Critics of the 66-year-old see him as an unelectable liability who will struggle to reach beyond the left and win support in the middle ground, where elections are won and lost. Corbyn’s supporters see it differently, arguing his success could revise basic assumptions about the electorate.

Disillusioned

“This country has become effectively a one-party system. Blair’s Labour is almost like a pseudo-Tory party,” says Rivas. “How do we know that all those people who don’t vote don’t vote because they are disillusioned with the Labour Party?”

Nicky Adams, wearing a red Corbyn sticker on her forehead, says the result marks the end of Blairism, leaving its centrist programme “dead and buried” as a political project.

“I think the Tories are going to get a big run for their money, because now, what Jeremy Corbyn’s campaign showed is that there is a massive groundswell of people who do feel strongly about a whole set of crucial issues, starting with austerity and resentment that people are being made to pay for a crisis that was not of our making.”

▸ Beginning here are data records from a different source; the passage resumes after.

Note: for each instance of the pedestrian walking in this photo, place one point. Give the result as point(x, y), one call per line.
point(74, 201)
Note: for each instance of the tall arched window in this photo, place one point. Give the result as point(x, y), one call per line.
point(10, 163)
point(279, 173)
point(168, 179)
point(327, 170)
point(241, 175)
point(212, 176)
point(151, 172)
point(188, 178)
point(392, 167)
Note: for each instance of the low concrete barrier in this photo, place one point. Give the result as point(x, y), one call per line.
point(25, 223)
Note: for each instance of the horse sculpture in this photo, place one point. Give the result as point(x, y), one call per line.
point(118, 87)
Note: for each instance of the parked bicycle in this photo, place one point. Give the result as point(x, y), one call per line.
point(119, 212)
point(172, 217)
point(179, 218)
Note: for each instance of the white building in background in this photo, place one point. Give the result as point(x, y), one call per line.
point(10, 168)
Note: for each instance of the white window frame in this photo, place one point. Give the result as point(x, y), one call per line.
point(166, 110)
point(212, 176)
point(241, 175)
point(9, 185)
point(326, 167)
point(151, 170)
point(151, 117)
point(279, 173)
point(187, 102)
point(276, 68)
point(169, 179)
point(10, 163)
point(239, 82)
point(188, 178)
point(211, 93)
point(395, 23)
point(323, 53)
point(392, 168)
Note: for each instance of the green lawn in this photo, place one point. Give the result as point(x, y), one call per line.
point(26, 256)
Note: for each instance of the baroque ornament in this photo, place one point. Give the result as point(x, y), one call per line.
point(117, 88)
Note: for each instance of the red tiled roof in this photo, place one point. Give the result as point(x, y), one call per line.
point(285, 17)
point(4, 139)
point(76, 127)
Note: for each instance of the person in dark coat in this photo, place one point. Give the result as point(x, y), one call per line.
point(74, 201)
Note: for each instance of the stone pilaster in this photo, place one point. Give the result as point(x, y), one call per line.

For Labour's centrists, Saturday's result was a painful defeat. Mike Harris, a Labour councillor from Lewisham in southeast London, says he feels "totally dejected" by Corbyn's victory and sees it has having fundamentally changed the party he joined.

"A number of people, myself included, have gone from being where the political centre of the party was to being marginalised figures," says Harris, who supported Liz Kendall in the leadership election.

Legitimacy

He says the scale of Corbyn’s win will make it “extremely difficult” for Labour moderates to “have any legitimacy in pushing back against Corbyn”.

And yet he cannot imagine the veteran MP will still be Labour leader in 2020.

“It’s impossible to conceive that Jeremy Corbyn will be put in front of the British electorate in 2020 and that we’ll be saying: this should be your prime minister.”